Weiteres: "Nie waren in den letzten dreißig Jahren die Pariser Intellektuellen in einem Wahlkampf so stumm wie diesmal", beobachtet Joseph Hanimann. Jörg Häntzschel macht in den USA eine Liberalisierung im gesellschaftlichen Verhältnis zum Strafvollzug aus. Ein "Netzhaut-Erlebnis der Extraklasse" erlebte Dorion Weickmann bei einer von Wayne McGregor choreografierten, avantgardistischen Tanzperfomance in Berlin, während die angeschäkerte "Stiletto-&-Lurex-Schickeria" rasant Reißaus nah. Jenny Hoch berichtet von den Plänen der Berliner "Bar 25"-Macher für einen Kulturkiez auf dem früheren Bar-Areal an der Spree. Egbert Tholl sah beim Münchner Festival "Radikal Jung" poltisches Theater aus dem Ausland. Wolfgang Schreiber schwärmt nach Marc-André Hamelins Konzert von dessen "scheinbar problemloser Leichtigkeit", mit der der Pianist Maurice Ravels anspruchsvolles Klavierwerk "Gaspard de la Nuit" "hervorschleudert".

Auf der Seite 2 der SZ prophezeit Erhard Eppler den Piraten den baldigen Untergang: Alle wichtigen Fragen zum Internet und Urheberrecht würden eh vom Bundesverfassungsgericht entschieden, "kurz: Die politische Partei der Piraten kann, was ihre Kernforderungen angeht, gar nichts liefern. Insofern verdanken wir die Gründung dieser Partei einem Missverständnis. Wo es nicht um die Freiheit im Internet geht, also doch um Politik, gleicht das zusammengestoppelte Programm der Piraten eher einem Wunschzettel an den Nikolaus."

Besprochen werden Christophe Honorés Film "Die Liebenden" mit Catherine Deneuve und Bücher, darunter die Dokumentation von Paul Celans Korrespondenz mit Heinrich Böll, Paul Schallück und Rolf Schroers (mehr in unserer Bücherschau um 14 Uhr).

FAZ, 02.05.2012

NRW-Korrespondent Andreas Rossmann ist verzweifelt über seine Stadt Köln, die gerade den kompetenten Opernintendanten Uwe Eric Laufenberg vergrault und durch chaotische Politik die Institution selbst gefährdet: "Die Stadt beweist wieder einmal, dass sie leitende Angestellte, die sich für sie engagieren und einen eigenen Kopf haben, auf Dauer überfordert. Klüngelkompatibilität zählt hier mehr als Kompetenz. Als es darum hätte gehen müssen, die von Hamburg umworbene Schauspielintendantin Karin Beier zu halten, wurde nicht einmal der kleine Finger gekrümmt, der geradlinige Baudezernent Bernd Streitberger wird an die Spitze einer Wohnungsbaugesellschaft weggelobt, der Operintendant vergrätzt."

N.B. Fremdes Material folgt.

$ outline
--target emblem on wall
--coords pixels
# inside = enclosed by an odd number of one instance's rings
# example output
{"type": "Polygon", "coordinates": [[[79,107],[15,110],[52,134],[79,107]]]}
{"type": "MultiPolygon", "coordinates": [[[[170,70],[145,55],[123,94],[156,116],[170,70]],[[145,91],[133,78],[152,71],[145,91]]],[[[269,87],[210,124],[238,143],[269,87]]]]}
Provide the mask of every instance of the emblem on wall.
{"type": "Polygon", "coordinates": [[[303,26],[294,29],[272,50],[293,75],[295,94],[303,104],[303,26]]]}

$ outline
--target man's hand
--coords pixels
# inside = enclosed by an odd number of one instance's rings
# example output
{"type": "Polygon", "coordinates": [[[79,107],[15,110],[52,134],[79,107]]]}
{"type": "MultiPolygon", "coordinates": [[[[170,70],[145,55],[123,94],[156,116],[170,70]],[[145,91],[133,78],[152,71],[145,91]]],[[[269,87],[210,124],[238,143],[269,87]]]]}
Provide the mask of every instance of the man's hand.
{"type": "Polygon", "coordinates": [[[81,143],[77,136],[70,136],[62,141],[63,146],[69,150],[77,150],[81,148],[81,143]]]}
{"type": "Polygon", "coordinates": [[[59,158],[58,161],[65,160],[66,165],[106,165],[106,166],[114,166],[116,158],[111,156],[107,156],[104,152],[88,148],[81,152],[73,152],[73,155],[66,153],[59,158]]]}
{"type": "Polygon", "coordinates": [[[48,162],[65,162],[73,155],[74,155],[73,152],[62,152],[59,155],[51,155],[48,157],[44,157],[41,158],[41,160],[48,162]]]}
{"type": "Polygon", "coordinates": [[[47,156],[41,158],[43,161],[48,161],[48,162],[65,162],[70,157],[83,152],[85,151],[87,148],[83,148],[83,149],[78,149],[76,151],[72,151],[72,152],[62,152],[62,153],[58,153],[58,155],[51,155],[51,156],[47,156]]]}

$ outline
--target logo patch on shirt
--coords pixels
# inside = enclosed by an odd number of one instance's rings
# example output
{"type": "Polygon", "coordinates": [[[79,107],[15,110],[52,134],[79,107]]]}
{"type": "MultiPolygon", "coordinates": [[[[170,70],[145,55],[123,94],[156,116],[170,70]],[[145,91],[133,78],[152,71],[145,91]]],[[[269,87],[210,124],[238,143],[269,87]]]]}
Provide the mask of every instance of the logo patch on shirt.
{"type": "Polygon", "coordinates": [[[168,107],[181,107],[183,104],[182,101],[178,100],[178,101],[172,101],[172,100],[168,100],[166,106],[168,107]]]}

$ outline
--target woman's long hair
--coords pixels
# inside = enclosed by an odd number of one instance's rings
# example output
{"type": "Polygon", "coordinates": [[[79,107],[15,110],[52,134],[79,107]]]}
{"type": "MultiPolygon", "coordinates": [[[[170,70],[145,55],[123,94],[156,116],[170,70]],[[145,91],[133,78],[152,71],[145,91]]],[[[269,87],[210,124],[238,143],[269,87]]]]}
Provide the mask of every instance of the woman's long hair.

Weitere Artikel: Im Aufmacher freut sich Helmut Mayer, dass Stéphane Hessel nach "Empört Euch" nun ein weiteres Büchlein mit seiner Lebensbilanz vorlegt. Daniel Haas feiert die Souldiva Gloria Scott, die nach langer Zeit wieder auf der Bühne steht. Auf der Medienseite bringt Detlef Borchers neue Erkenntnisse über die Abtastung von WLAN-Daten durch die Autos von Google Street View vor zwei Jahren (mehr dazu in der NYT). Und Michael Hanfeld meldet, dass der MDR seinen neuen "Tatort" unüblicherweise ausschreibt.

Besprochen werden eine kleine Ausstellung über den Gulag im Schloss Neuhardenberg, Céline Sciammas Film "Tomboy" (mehr hier), Simon Stephens' Stück "Wastwater" im Wiener Akademietheater, Konzerte der Wittener Tage für neue Kammermusik und Bücher, darunter drei neue Biografien über Axel Springer (mehr in der Bücherschau ab 14 Uhr).